Il n'en reste pas moins que c'est toute la convention qui est annulée pour illégalités manifestes et parce les partenaires sociaux ont outrepassé leurs compétences et se sont permis de faire du droit sur des domaines où le code du travail s'impose au droit négocié.
Myriam El KHOMRI, ministre du Travail, de l’Emploi, de la Formation professionnelle et du Dialogue social nous dit dans un communiqué qu'il s’agit de " certaines modalités techniques" qui ne remettent pas en cause la convention. Elle ne parle que des différés d'indemnisation ( "un point technique relatif notamment aux indemnités de préjudice en cas de licenciement sans cause réelle et sérieuse des salariés ayant moins de deux ans d’ancienneté ou appartenant à des entreprises de moins de 11 salariés. ») et oublie tout le reste... Il s'agit là d'une attitude qui anticipe la démolition à venir du code du travail. Elle se livre aussi à une justification médiatique de ce « dialogue social » cher à Hollande et Valls même quand ce dialogue aboutit à sacrifier les chômeurs. Rebsamen a fait montre de son incompétence à défendre les chômeurs, pire le ministre du chômage s'est fait remarquer par son appel à la chasse aux chômeurs comme moyen d'inverser la courbe, sans succès. Cette politique continue : supprimer les chômeurs et pas le chômage. La cour le dit clairement , cet accord n'aurait jamais du être agréé, et ni Rebsamen, ni El Khomri ne présentent la moindre excuse, ne remettent en cause l'absence de contrôle de légalité qu'aurait du exercer le ministère.

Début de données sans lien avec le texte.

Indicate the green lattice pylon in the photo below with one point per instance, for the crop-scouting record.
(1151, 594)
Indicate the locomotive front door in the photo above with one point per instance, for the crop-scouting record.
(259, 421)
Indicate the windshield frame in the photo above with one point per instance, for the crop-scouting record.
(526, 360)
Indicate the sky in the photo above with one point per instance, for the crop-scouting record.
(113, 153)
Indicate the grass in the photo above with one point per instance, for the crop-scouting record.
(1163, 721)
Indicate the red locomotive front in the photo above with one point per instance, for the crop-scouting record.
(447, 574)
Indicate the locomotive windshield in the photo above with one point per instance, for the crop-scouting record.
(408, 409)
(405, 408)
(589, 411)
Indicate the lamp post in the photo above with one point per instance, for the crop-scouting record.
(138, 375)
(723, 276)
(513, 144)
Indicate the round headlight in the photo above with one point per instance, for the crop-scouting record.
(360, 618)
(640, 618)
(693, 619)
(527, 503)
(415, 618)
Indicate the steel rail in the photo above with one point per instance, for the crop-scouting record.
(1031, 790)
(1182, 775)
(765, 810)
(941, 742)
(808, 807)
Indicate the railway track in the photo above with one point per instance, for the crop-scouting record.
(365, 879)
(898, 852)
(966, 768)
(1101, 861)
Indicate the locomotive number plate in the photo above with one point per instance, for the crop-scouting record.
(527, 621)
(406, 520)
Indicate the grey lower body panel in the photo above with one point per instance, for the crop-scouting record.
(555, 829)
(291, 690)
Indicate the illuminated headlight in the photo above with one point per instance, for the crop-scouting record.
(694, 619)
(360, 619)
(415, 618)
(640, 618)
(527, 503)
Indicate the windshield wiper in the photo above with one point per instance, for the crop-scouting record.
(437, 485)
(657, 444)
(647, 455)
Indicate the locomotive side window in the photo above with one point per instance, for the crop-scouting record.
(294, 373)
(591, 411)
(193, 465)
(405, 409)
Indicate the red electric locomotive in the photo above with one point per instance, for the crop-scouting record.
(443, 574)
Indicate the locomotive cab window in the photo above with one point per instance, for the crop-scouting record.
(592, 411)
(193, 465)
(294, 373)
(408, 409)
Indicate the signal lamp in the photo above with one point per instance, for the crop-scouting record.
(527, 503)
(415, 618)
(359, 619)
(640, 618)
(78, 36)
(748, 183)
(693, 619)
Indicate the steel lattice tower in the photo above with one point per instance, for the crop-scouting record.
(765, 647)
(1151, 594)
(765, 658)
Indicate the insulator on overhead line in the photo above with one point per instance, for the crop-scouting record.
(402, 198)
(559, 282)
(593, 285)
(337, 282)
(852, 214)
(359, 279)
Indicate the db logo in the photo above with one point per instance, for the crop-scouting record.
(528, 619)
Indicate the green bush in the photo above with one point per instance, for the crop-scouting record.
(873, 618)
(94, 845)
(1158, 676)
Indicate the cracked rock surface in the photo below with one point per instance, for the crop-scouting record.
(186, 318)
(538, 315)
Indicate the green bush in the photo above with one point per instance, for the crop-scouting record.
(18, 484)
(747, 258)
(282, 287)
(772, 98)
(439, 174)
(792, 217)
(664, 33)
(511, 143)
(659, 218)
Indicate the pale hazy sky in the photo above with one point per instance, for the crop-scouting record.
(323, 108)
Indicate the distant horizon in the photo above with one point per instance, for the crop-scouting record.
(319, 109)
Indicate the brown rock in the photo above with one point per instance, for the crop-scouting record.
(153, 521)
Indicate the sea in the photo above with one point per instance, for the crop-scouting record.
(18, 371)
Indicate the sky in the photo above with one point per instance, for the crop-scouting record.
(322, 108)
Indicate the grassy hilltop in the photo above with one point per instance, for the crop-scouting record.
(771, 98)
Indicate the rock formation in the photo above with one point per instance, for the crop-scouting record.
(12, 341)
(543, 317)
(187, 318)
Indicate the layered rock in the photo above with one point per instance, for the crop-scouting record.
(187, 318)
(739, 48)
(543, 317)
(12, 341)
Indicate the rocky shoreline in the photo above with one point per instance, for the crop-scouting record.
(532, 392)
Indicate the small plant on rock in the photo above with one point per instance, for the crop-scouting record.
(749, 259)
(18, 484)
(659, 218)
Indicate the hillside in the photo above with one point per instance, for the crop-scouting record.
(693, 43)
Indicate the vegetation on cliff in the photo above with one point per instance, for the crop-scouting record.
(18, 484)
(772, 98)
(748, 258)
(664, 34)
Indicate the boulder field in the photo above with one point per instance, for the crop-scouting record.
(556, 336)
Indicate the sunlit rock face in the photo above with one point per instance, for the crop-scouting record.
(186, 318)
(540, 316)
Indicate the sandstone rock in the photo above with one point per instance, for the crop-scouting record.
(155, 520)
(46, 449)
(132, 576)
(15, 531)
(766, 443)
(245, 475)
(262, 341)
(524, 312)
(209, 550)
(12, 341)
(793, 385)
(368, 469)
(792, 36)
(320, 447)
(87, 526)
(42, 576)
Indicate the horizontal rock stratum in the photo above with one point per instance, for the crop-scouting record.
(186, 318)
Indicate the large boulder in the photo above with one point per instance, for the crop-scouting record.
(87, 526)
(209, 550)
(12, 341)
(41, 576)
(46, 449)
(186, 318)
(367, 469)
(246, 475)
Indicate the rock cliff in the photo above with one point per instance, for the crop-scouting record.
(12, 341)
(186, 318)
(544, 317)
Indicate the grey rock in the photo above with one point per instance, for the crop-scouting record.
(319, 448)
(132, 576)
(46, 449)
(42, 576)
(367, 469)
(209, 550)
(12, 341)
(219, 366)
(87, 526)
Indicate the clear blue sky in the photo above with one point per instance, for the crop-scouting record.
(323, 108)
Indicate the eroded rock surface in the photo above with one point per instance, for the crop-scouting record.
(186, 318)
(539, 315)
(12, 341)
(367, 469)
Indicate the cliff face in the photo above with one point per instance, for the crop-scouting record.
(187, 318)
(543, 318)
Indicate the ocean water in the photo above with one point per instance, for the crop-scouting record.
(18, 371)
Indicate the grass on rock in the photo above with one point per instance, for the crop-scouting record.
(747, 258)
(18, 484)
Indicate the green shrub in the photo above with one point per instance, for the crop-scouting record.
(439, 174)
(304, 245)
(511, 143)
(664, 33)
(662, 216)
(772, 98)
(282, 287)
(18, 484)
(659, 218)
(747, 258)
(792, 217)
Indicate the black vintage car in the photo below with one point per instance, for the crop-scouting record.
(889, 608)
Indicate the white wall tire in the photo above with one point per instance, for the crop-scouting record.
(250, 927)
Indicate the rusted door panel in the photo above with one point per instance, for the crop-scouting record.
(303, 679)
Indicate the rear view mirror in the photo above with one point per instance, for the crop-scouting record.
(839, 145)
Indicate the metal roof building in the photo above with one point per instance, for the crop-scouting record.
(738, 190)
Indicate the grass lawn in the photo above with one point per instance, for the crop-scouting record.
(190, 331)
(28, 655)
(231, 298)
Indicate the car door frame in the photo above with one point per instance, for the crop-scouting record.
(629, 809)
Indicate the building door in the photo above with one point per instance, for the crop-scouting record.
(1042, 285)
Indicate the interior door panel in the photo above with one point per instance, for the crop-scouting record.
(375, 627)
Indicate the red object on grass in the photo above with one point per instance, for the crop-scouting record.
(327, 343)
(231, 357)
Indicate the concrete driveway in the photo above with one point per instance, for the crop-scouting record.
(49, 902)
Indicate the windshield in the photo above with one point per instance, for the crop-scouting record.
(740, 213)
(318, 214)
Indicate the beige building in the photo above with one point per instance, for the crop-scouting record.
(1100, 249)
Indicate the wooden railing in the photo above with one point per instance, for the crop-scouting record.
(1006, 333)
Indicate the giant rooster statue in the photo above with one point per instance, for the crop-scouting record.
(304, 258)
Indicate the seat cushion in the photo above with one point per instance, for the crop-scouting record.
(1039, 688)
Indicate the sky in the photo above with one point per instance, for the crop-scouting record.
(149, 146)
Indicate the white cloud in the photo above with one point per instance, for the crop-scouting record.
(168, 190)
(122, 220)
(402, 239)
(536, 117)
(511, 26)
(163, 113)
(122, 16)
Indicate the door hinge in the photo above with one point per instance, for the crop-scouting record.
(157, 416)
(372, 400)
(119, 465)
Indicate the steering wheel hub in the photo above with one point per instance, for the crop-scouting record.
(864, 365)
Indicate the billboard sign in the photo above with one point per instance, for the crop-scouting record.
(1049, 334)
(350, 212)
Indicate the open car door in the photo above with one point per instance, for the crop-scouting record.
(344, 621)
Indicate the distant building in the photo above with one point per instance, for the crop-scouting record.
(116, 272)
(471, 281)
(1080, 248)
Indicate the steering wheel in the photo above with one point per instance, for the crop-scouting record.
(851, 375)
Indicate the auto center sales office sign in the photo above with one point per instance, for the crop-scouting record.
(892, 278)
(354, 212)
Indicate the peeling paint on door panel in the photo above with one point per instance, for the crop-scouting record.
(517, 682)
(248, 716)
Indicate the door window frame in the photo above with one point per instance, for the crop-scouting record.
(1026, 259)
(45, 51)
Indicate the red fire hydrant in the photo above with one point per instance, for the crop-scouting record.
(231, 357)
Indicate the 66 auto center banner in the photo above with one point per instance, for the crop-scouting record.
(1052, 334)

Sans tarder le conseil d'Etat annule les dispositions concernant les incidences du défaut de déclaration et la récupération des indus : le règlement sur lequel s'appuie Pole Emploi pour récupérer les indus même contestés par les intéressé-e-s est annulé . Sur ce point des artistes intermittents du spectacle avaient engagé une procédure contre Pôle Emploi : le jugement rendu par le juge des référés de Caen est totalement désavoué par le conseil d'Etat, après le rapporteur public le conseil reprend et conforte ce que nous avancions sur la hiérarchie des normes voir http://blogs.mediapart.fr/blog/etienneadamanpagorg/160615/pole-emploi-contre-le-droit Le rapporteur public avait évoque l'impossibilité pour les partenaires sociaux d’édicter des mesures « coercitives » le conseil est plus sobre dans sa rédaction: « les parties à la convention n’étaient pas compétentes pour prévoir que les allocations de chômage indument versées seraient recouvrées par retenues sur les allocations à verser, y compris en cas de contestation par l’intéressé du bien-fondé de l’indu ainsi recouvré, et que le recours que celui-ci est susceptible de former n’est pas suspensif ; qu’ainsi, les stipulations des deuxième et troisième alinéas du paragraphe 2 de l’article 27 du règlement général annexé à la convention ne pouvaient légalement faire l’objet d’un agrément"
Le conseil annule aussi les dispositions qui font reposer les allocations sur un système déclaratif : si la personne a oublié de déclarer, dans les temps fixés par le règlement, ses périodes de travail, ces dernières n'ouvre pas de droits à l'indemnisation ( c'est une manière ignoble de faire de faire des économies sur le dos des plus précaires, mais ça n'a pas gêné nos brillants signataires syndicaux). Ce caractère déclaratif est une constante du discours officiel de Pôle Emploi que l'on retrouve à chaque contestation : il s'agit là de nier la responsabilité de ses services dans la mise en œuvre de l'allocation : le chômeur , l'intermittent est entièrement responsable, le fonctionnement de Pôle Emploi ne peut être mis en cause. Sur cette question le conseil est encore clair : « les parties à la convention n’étaient pas compétentes pour prévoir une réduction des droits des travailleurs privés d’emploi qui auraient omis de déclarer, dans les conditions prévues par cet accord, des périodes d’activité ».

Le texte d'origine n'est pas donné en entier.